Neurons show bidirectional relationships with oscillations. Delta oscillations can modulate gamma oscillations in different subsystems of the nervous system, providing network temporal coordination. Neuronal oscillations have a dual function in brain networks: they are influenced by spiking inputs and, in turn, affect the timing of spike outputs [53]. Recent studies (focused on plasticity between external inputs and receiving neurons) showed that gamma oscillations are beneficial for coding input signals through plasticity, inducing synchrony (phase lock) of the post-neurons and the input signal [75] and finding 5 show that external delta and gamma oscillations increase excitability. From physics, we know that when incoherent waves are superimposed, the intensity of the resulting wave is equal to the sum of the powers of the superimposed waves. The energy of the resulting oscillations of each point of the medium is similar to the sum of the energies of its oscillations due to all incoherent waves. In neuroscience, this wave interference, the neurons' interconnection, where the phase of the underlying slow rhythm modulates the power of faster oscillations, is often called nested oscillations. These arguments mean neurons show bidirectional relationships with oscillations: neurons interact with other neurons' oscillations.
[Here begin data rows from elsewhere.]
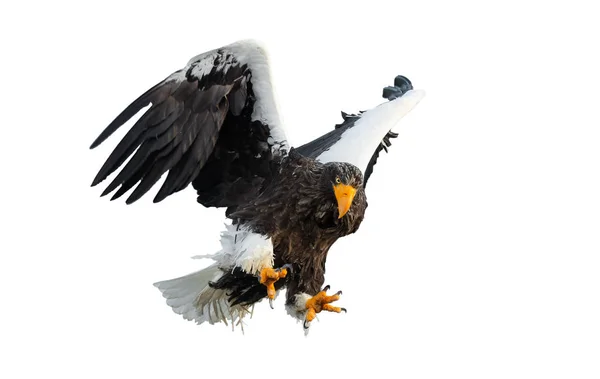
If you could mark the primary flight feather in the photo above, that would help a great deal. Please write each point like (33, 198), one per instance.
(215, 124)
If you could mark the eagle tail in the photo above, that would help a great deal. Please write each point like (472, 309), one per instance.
(192, 297)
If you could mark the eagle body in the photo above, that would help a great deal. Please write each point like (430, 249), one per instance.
(215, 124)
(298, 212)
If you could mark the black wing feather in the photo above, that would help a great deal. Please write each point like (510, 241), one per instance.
(178, 133)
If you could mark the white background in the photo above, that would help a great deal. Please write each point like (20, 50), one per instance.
(479, 255)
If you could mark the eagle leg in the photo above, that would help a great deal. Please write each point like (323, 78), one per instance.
(321, 302)
(268, 277)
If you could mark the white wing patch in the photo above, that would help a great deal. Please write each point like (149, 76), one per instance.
(244, 249)
(357, 144)
(253, 54)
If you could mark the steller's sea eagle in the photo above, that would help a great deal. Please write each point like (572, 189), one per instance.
(215, 124)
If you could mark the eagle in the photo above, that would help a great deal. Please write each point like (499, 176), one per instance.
(215, 124)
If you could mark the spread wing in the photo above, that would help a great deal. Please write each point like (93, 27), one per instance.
(360, 137)
(213, 123)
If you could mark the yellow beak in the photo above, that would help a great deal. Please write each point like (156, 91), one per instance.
(344, 195)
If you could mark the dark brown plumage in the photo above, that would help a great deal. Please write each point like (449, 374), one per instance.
(214, 124)
(298, 211)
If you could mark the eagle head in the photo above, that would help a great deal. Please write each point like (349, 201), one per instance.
(342, 180)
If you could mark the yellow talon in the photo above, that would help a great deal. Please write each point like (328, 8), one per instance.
(268, 277)
(320, 302)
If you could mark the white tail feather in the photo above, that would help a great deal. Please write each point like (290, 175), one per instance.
(193, 298)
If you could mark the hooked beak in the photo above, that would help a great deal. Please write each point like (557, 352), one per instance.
(344, 195)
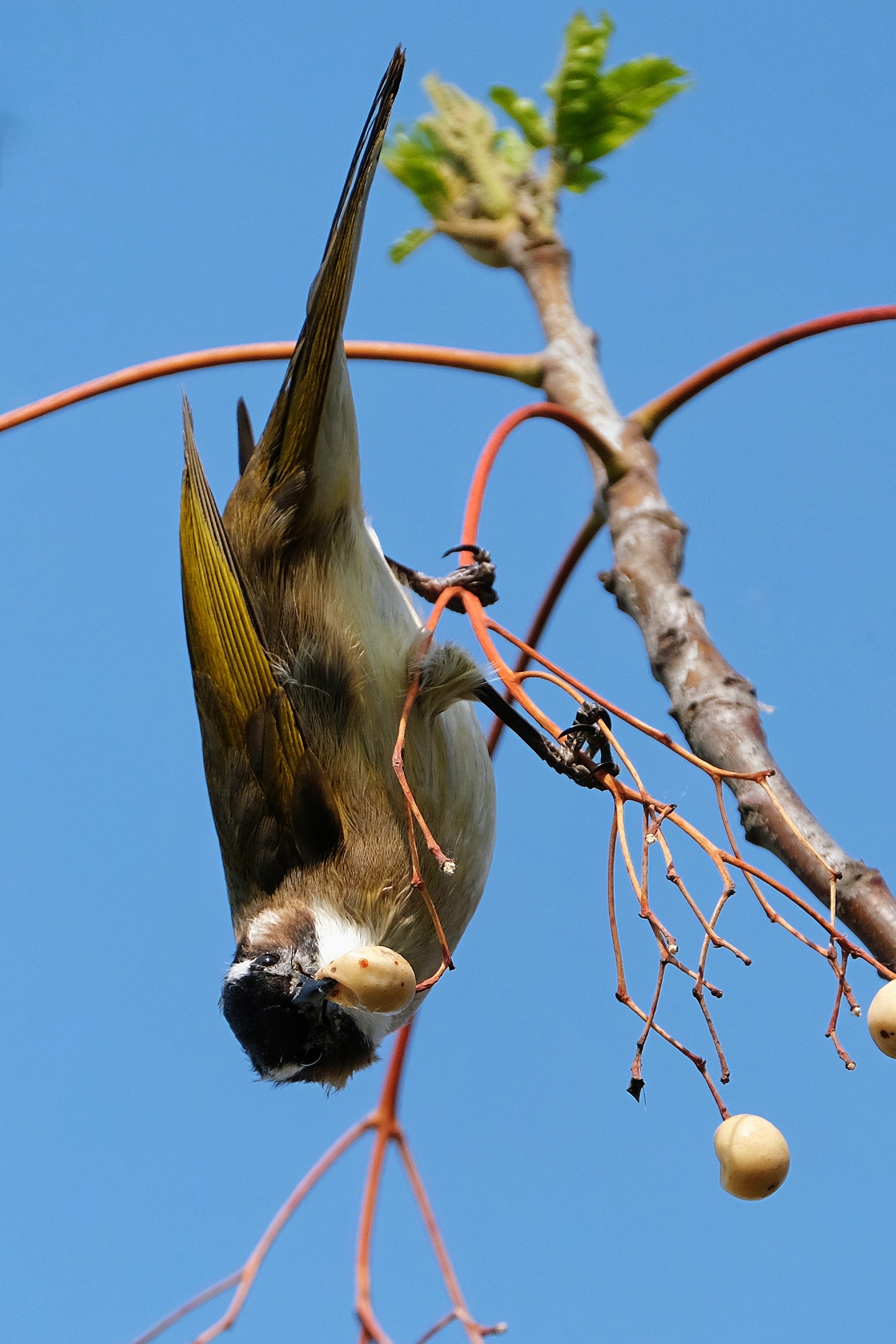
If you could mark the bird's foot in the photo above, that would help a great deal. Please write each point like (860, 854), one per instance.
(477, 579)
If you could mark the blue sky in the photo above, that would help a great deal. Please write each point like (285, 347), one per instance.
(167, 179)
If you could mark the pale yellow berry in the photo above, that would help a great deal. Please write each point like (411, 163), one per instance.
(753, 1156)
(376, 979)
(882, 1019)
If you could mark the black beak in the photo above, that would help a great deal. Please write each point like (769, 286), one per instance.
(313, 991)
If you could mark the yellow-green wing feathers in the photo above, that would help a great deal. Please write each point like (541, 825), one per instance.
(223, 643)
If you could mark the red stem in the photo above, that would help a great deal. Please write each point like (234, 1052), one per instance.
(524, 369)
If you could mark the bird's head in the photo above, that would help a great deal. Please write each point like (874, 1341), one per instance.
(305, 1018)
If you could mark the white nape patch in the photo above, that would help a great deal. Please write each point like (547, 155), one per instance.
(336, 936)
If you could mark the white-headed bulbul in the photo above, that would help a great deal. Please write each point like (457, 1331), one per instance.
(303, 646)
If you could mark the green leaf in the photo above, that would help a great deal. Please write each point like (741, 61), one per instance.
(595, 113)
(526, 115)
(586, 47)
(514, 151)
(578, 178)
(417, 160)
(406, 245)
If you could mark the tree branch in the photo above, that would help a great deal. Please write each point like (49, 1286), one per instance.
(715, 706)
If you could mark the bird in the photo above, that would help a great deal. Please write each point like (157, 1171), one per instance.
(303, 646)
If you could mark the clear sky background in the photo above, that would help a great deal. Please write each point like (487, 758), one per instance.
(167, 179)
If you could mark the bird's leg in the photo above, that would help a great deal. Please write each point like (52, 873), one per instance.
(477, 579)
(570, 760)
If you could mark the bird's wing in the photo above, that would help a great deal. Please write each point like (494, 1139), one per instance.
(273, 805)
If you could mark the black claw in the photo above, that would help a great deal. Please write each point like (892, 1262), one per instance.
(477, 579)
(476, 551)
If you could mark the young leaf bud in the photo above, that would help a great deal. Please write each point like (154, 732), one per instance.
(882, 1019)
(753, 1156)
(376, 979)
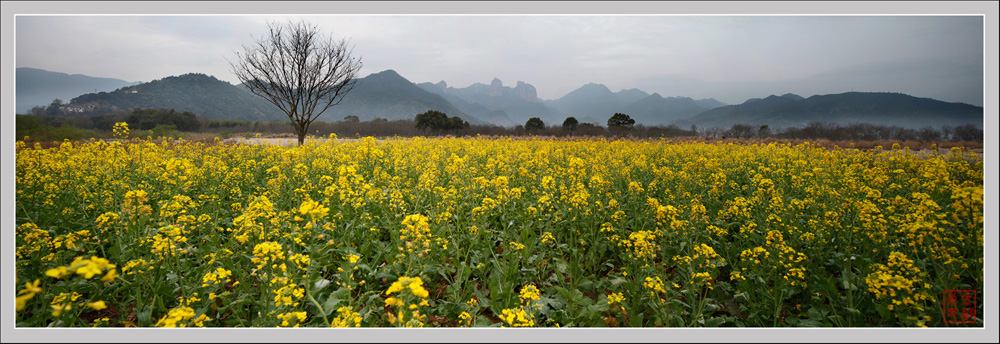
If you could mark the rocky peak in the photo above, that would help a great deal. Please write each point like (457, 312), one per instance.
(526, 91)
(496, 88)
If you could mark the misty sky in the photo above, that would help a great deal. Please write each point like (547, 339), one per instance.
(730, 58)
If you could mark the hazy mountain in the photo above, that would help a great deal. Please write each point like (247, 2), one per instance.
(480, 111)
(38, 87)
(631, 95)
(791, 110)
(593, 100)
(656, 110)
(199, 93)
(498, 104)
(709, 103)
(388, 95)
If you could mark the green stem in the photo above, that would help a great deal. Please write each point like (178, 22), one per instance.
(322, 312)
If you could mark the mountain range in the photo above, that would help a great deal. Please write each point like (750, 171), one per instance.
(39, 87)
(390, 96)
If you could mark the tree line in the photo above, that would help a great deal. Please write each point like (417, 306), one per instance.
(436, 123)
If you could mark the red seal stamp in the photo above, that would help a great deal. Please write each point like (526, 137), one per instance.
(959, 306)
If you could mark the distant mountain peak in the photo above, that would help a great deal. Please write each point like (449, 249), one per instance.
(496, 88)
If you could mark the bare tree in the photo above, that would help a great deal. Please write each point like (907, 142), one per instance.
(298, 70)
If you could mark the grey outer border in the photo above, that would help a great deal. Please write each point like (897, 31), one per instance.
(989, 11)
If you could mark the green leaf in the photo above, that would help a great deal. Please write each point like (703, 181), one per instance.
(715, 322)
(815, 314)
(319, 285)
(636, 320)
(334, 300)
(810, 323)
(617, 281)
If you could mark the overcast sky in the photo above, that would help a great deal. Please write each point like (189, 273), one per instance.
(729, 58)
Therefore, neurons are both generators and recipients of oscillations. Furthermore, it is likely that, due to the bidirectional quality of neuronal connections, the techniques of registering neuronal activity in inter-brain research show instead the interference patterns resulting from the superposition of all oscillations of neuron orchestra rather than networks born by linear neuronal connections. Given the above-noted findings, slow neuronal oscillations can provide a delta nested gamma band for coordinating and compressing neuronal activity in peripheral and central nervous subsystems.

5.2 Inference 2

Delta nested gamma oscillations can provide integrated neuronal processing for intentionality. Intentionality is crucial to developing cognitive functions like perception, attention, and memory. On the other hand, because intentional acts rely on previous ecological experience, intentionality seems to encompass and depend on attention, memory, perception, and spatial cognition.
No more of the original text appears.